A molar mass measurement device utilizing a freezing point depression method comprises a stirring rod and a sample tube. The sample tube is a test tube with double layers of jackets, a cryogenic liquid inlet and a cryogenic liquid outlet are reserved on an interlayer, the cryogenic liquid inlet and the cryogenic liquid outlet are connected with an inlet and an outlet of a cryogenic liquid container, and the stirring rod is mechanically controlled to automatically vertically stir at a constant speed. The molar mass measurement device utilizing the freezing point depression method has the improvement that a circulating unit utilizing bath lotion in the cryogenic liquid container to refrigerate is additionally arranged, and an external refrigerating device with temperature controllable is utilized to feed circulating cryogenic liquid to the interlayer of the sample tube so as to realize temperature adjustment in an ice groove. Temperature of the circulating cryogenic liquid can be set according to needs, the limit that an original molar mass measurement device can only measure sample freezing point higher than zero DEG C is avoided, and temperature range of the sample freezing point is widened.

Description

Cryoscopic method molal weight measurement mechanism
Technical field
The utility model relates to a kind of kryoscopy instrument, especially cryoscopic method molal weight measurement mechanism.
Background technology
Why cryoscopic method can produce supercooling phenomenon if being measured molal weight, supercooling phenomenon is owing to being dissolved in solvent in the solution after temperature drops to solidifying point, do not have crystal to separate out and reach the phenomenon of hypersaturated state, reason generally is because cleaner in lower the temperature too fast or the solution, do not have the impurity nucleus, prevented from coldly at first will slowing down cooling rate, and then agitation as appropriate or add crystal seed, only needed slowly cooling just, had crystal and separate out; The solidifying point that is lower than in the cooling curve in the textbook partly represents to have occured supercooling phenomenon, be that solvent is chilled to below the solidifying point still without solid separation, this be since the saturated vapour pressure of the tiny crystal grains that goes out of beginning crystallization greater than the saturated vapour pressure of synthermal lower common crystal, so often produce supercooling phenomenon, be that the temperature of liquid will be reduced to below the solidifying point and just can separate out solid, temperature goes back up to solidifying point more subsequently.
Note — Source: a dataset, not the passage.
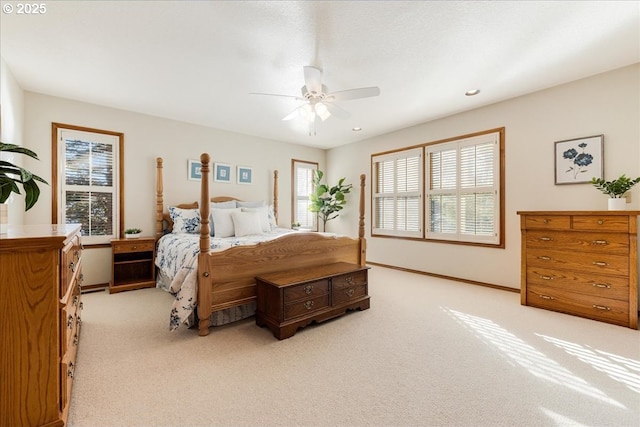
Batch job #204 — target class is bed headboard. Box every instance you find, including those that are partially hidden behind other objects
[156,157,278,239]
Existing cryoscopic method molal weight measurement mechanism comprises digital Beckman thermometer (or temperature-difference instrument); Common thermometer; Stirring rod, ice groove (1000ml); Measure pipe, outer tube; Also comprise in addition transfer pipet (25cm 3); 1 of analytical balance; 1 in magnifier; 1 of sheeter.The reagent that adopts is analytically pure benzene and naphthalene (or pure water and sucrose or other sample that need study); Trash ice.Schematic diagram is Fig. 1.
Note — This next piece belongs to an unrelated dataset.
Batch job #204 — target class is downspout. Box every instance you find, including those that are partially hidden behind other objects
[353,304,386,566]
Experimental procedure is: experimental provision is installed, and pack in the ice groove 1/3rd ice and 1/3rd water make ice groove (bath) temperature be lower than 2-3 ℃ at fluid to be measured solidifying point by salt adding.In mensuration, pack into benzene approximately 20g(be accurate to ± 0.02g).Or move into 25.00cm with transfer pipet 3Benzene is again according to its quality of density calculation of benzene under the temperature at that time.Notice that ice-water liquid level will be higher than the benzene liquid level of measuring in the pipe.Digital Beckman thermometer sensor dried insert to measure pipe, check little stirring rod, enable free movement and not with the temperature sensor friction.
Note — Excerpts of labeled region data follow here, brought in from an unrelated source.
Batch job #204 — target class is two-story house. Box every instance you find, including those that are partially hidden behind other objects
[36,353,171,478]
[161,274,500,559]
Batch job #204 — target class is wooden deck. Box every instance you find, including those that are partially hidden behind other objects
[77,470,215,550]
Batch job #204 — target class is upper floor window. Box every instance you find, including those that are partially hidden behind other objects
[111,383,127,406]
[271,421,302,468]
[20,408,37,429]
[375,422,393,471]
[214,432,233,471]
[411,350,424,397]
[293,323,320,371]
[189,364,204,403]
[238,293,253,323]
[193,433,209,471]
Measure first the approximate solidifying point of neat solvent benzene.To measure pipe and directly immerse in the ice-water bath, manually rapid stirring.When fluid temperature decline almost pauses, take out and measure pipe, put into outer tube and continue stirring, write down finally stabilised temperature value, namely be approximate solidifying point.Measure once and can needn't repeat.
Take out and measure pipe, constantly stir, with its low-grade fever, crystallization is melted with hand fully.To measure and put into immediately outer tube after pipe soaks in frozen water, rapid stirring, the at this moment drop in temperature of liquid benzene.Stop 0.2 ℃ the time stirring more than temperature is down to solidifying point, the temperature of liquid benzene continues to descend.Cross when being as cold as following 0.05 ℃ of solidifying point and stir rapidly, temperature descends first and rises rapidly subsequently, when treating that temperature stabilization is constant, shows the numeral from digital Beckman thermometer and to read temperature value, is the solidifying point of benzene.Replication, until obtain three deviations and be no more than ± 0.005 ℃ test data.
With the about naphthalene sheet of 0.3g of analytical balance weighing, put into and measure pipe and stir, the naphthalene sheet is all dissolved.The same method is measured the approximate solidifying point of solution, again Accurate Determining solidifying point.Mistake is cold in the mensuration process must not be above 0.2 ℃.
After being finished, benzene liquid must pour returnable bottle into.
As measure the solidifying point of other sample, assay method is similar.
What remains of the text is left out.